BOGOTA, Colombia — A dramatic recording from beyond the grave has led to allegations that Colombia’s chief prosecutor — a key U.S. ally in the war on drugs — tried to cover up bribery payments that were part of Latin America’s biggest corruption scandal, prompting calls for his resignation.

The recording shows Nestor Martinez, then a legal counsel to Colombia’s biggest banking group, browbeating an internal auditor who reported finding likely bribe payments in a $2 billion highway project undertaken jointly with scandal-scarred Brazilian construction giant Odebrecht.

“You already got into this and you’re the only idiot who can finish it,” Martinez tells auditor Jorge Pizano in a profanity-laced conversation broadcast Monday by the Noticias Uno television program. Pizano admits he can’t be certain the suspicious payments were bribes, suggesting they may have even been outlays to paramilitary groups, and the conversation ends with Martinez telling Pizano not to discuss the matter with others.

The news program said Pizano, who had cancer, gave it the recording on the condition it not be aired until his death, which came last week. Authorities initially said he died of a heart attack, but that is now under review after his son died less than 72 hours later from exposure to cyanide contained in a bottle of flavored water found on his father’s desk.

The Pizano recording dates from June 2015, just as the scandal over bribery payments was starting to engulf Odebrecht — revelations that that would lead to criminal charges against scores of senior politicians and business executives across Latin America. In a 2016 plea agreement with the U.S. Justice Department, Odebrecht admitted to paying $788 million in bribes to win contracts in 12 nations — including $11.1 million in Colombia.

Martinez later became attorney general in 2016 despite complaints about his corporate background and years of service to the Aval Group, a New York Stock Exchange-listed banking conglomerate run by Colombia’s richest man that was allied with Odebrecht.

He formally recused himself when his office opened an investigation into the Aval Group-Odebrecht contracts in 2017, charged a deputy minister and former senator with taking bribes and issued arrest orders against several middlemen as well as the former head of the Aval unit involved in the consortium.
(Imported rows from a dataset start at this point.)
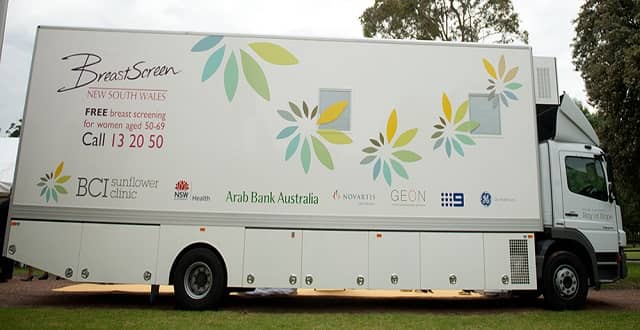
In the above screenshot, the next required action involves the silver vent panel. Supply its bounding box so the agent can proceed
[509,239,530,284]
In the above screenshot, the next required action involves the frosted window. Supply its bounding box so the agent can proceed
[469,94,502,135]
[318,89,351,131]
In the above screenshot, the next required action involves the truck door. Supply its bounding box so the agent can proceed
[560,152,618,252]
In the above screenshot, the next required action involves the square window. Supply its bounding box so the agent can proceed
[469,94,502,135]
[318,88,351,131]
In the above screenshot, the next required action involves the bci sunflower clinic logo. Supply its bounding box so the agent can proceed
[36,162,71,203]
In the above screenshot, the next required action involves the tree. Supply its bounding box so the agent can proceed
[360,0,529,43]
[5,119,22,137]
[572,0,640,229]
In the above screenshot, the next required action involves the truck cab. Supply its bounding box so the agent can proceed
[536,62,626,309]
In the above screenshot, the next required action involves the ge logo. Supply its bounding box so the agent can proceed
[480,191,491,207]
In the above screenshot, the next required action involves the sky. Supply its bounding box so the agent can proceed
[0,0,586,136]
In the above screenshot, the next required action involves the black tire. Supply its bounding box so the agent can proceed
[173,248,227,310]
[542,251,589,310]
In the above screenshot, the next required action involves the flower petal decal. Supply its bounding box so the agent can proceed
[360,109,422,186]
[191,36,298,102]
[484,55,522,107]
[431,93,480,158]
[36,162,71,203]
[276,101,353,173]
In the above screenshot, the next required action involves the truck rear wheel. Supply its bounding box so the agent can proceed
[543,251,588,310]
[173,248,227,310]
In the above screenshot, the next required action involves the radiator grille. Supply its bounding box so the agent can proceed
[536,68,551,99]
[509,239,529,284]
Martinez has since accused Odebrecht of shelling out almost $50 million in bribes in Colombia — or more than three times the amount the company acknowledged to U.S. authorities. Pizano was himself under investigation for an unrelated Odebrecht project.
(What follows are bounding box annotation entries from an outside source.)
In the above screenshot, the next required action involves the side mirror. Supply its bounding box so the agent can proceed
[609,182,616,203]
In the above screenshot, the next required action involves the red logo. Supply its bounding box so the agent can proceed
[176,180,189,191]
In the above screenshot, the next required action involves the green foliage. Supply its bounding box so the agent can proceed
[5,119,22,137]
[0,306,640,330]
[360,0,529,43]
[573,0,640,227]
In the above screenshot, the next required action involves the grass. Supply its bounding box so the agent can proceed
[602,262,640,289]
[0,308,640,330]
Now the recording has revived calls for Martinez to quit.

The union representing thousands of judicial workers called on Tuesday for Martinez’s resignation, saying his apparent failure to denounce corruption he learned about in his law practice undermines his credibility as the standard bearer of Colombians’ fights for justice.

“Whoever doesn’t comprehend that sacred mission, or performs it with disregard, should step aside,” the group said in a statement.

Martinez through a spokesman declined a request for comment.

The 64-year-old, who also served in three previous Cabinet posts, was appointed to an autonomous, four-year term as Colombia’s top law enforcement official in 2016 and he’s been praised by U.S. officials who rely heavily on his agency’s cooperation in hundreds of drug investigations every year aimed at breaking the Colombian cartels who are the world’s top suppliers of cocaine.

Martinez’s cooperation has extended to ordering the controversial arrest on a U.S. drug warrant of a former guerrilla ideologue who negotiated the recent peace accord between the government and the Revolutionary Armed Forces of Colombia.

U.S. Ambassador Kevin Whitaker in September called Colombia’s handling of the Odebrecht case “the best in the world, by far” and attributed its success to the dedication of Martinez’s office.

But his reputation took a hit when his top anticorruption prosecutor was arrested last year on a U.S. warrant for extorting bribes from politicians in exchange for soft-pedaling investigations against them.

And he has been fending off allegations that he is abusing his authority to protect his long-time employer by Luis Andrade, the former head of Colombia’s infrastructure agency.

For the past year, Andrade has been under house arrest on what he calls bogus charges that he favored Odebrecht’s co-conspirators, though he has not been accused of taking bribes himself.

He has called the charges payback by Martinez for his attempt at the outbreak of the scandal to invalidate the Aval-Odebrecht highway contract.

An American citizen who previously helped run McKinsey & Company’s consulting business in Latin America, he has enrolled a team of PR specialists and convinced a former U.S. senator to try to get the case dismissed.

But that effort has been complicated by the death of Pizano, who was supposed to be his key witness and is believed to have prepared detailed reports on corruption.

“Jorge Pizano was a courageous man who dared to render testimony against Odebrecht and Aval,” Andrade said. “Unfortunately, it cost him his life.”